La popolazione palestinese, decimata dalle bombe, ora deve combattere contro la proliferazione dei batteri e il diffondersi delle malattie.
Il motore distruttivo della guerra travolge intere famiglie di sfollati. Le bombe, i proiettili, l’esercito e i carri armati non rappresentano certo gli unici nemici contro i quali le popolazioni in conflitto si vedono costrette a combattere. Esiste un avversario ben più insidioso, che trova nelle terre devastate l’ambiente perfetto per sopravvivere e proliferare. Le ferite aperte e le condizioni igieniche precarie contribuiscono inesorabilmente alla diffusione delle malattie, i cui sintomi – se non controllati – causano lo sviluppo di interi focolai.
Un’escalation che colpisce indistintamente uomini, donne e bambini in particolare, resi fragili ancor più dalla perdita dei loro cari. I volontari che prestano servizio delle zone rosse osservano con i loro occhi la morte di un’intera popolazione, decimata prima dal fuoco e poi dalle epidemie. Gli esperti dell’Onu hanno spiegato che, allo stato attuale, esiste la concreta possibilità che i palestinesi vengano travolti da ben 14 ceppi infettivi. Le patologie meno gravi, trattate generalmente con antibiotici e farmaci, divengono letali laddove il sistema sanitario risulti al collasso. I virus divengono così alleati inconsapevoli dell’esercito israeliano: uccidono coloro che sfuggono al mirino dei soldati.
Epidemie a Gaza
“E’ iniziata la tempesta perfetta per la diffusione delle malattie” – la sentenza del portavoce UNICEF, James Elder – “Ora si tratta di capire quanto diventerà grave la situazione”. Dallo scoppio del conflitto sono stati neutralizzati più di venti ospedali, ragion per cui i feriti sono stati trasferiti nelle ultime undici strutture sanitarie operative. Centinaia di persone vivono sotto lo stesso tetto, condividono il medesimo bagno e dividono i pochi metri quadri a disposizione con feriti e malati gravi. La diarrea è tra le prime cause di morte infantile: implica la disidratazione ed è impossibile contrastarla a causa della mancanza di acqua potabile sul territorio.

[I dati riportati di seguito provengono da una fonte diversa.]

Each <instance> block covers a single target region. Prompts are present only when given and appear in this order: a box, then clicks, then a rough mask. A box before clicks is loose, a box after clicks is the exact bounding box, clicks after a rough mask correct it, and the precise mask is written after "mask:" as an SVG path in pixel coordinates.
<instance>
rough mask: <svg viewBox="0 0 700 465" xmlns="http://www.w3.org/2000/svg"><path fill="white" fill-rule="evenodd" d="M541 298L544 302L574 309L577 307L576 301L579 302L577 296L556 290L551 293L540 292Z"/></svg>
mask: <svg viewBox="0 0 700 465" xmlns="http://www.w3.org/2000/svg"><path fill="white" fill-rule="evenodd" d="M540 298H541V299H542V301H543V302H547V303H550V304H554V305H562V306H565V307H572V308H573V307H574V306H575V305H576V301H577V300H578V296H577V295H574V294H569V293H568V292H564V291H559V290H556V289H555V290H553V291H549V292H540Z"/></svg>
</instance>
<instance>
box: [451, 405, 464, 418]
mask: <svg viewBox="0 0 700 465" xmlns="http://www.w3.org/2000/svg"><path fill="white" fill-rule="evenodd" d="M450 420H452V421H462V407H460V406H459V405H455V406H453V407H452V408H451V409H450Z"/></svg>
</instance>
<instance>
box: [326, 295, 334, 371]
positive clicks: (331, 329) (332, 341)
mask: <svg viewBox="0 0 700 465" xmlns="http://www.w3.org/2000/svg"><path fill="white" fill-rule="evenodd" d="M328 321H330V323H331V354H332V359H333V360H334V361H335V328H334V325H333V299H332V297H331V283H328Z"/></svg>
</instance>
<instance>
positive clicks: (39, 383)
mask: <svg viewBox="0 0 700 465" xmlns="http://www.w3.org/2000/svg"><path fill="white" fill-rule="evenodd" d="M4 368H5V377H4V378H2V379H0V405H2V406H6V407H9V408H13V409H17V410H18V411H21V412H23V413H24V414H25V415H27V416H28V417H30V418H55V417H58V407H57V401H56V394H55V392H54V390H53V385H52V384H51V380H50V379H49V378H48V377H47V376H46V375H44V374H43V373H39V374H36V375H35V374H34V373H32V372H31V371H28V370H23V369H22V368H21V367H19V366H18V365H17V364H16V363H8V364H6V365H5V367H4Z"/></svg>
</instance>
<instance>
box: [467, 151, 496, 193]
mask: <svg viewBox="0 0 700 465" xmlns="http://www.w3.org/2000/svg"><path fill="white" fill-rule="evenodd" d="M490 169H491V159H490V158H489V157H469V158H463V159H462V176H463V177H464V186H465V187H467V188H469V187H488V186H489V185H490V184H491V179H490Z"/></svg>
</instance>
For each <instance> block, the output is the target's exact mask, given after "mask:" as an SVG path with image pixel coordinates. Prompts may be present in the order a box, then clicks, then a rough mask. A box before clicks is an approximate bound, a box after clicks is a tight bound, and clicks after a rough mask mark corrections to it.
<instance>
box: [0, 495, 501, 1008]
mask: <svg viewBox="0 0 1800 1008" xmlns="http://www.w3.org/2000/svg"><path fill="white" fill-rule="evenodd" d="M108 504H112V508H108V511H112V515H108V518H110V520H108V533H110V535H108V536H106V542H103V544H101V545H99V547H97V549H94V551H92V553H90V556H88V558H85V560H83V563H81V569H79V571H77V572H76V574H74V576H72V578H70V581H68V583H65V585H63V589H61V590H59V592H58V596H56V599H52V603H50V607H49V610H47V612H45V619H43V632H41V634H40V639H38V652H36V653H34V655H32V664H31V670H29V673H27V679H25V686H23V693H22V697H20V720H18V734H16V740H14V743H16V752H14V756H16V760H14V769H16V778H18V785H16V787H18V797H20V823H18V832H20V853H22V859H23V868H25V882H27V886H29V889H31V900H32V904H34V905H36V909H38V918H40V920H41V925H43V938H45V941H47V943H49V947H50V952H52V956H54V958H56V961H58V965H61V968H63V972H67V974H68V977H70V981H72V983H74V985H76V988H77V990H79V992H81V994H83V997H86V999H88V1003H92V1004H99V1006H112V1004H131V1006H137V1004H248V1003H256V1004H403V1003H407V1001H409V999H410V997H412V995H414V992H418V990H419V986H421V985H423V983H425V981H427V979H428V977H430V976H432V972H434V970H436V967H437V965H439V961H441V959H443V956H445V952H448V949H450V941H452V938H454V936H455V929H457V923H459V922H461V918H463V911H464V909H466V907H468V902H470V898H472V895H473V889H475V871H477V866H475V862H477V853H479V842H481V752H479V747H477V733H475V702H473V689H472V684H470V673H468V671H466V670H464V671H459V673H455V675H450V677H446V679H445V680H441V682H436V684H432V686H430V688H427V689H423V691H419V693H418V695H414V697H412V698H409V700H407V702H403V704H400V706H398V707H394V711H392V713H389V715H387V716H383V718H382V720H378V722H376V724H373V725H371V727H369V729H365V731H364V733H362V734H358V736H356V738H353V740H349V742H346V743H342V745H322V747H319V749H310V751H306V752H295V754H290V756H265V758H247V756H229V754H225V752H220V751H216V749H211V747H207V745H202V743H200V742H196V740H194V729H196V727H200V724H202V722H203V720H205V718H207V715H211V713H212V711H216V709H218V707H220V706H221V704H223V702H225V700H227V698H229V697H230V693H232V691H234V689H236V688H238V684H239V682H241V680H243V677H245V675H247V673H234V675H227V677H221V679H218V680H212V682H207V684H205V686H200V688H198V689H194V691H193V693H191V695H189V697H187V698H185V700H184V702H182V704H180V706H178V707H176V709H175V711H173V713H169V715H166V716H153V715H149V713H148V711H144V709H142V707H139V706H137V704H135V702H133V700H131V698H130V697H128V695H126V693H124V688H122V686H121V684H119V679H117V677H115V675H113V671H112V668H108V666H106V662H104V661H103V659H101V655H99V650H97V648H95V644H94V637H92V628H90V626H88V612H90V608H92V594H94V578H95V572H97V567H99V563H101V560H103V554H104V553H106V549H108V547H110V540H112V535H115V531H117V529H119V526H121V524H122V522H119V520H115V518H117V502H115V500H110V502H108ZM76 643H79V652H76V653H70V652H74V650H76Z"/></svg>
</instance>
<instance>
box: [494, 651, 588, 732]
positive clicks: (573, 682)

Non vi è cibo, né farmaci necessari per sopperire alla debilitazione del sistema immunitario dei pazienti. I mesi freddi hanno poi portato con loro i più semplici ceppi stagionali. La comune febbre, in guerra, si traduce in polmonite. Inoltre, l’assenza di carburante impedisce a medici ed infermieri di sterilizzare gli strumenti utili alle operazioni chirurgiche. “La maggior parte dei rifugi non ha a disposizione acqua pulita, bagni o docce” – ha spiegato la portavoce ONU, Juliette Touma. Il 93% della popolazione palestinese, vincolata nei confini di Gaza, non consuma quantità di cibo sufficienti, tantomeno assume la giusta quantità di liquidi per scampare alla morte.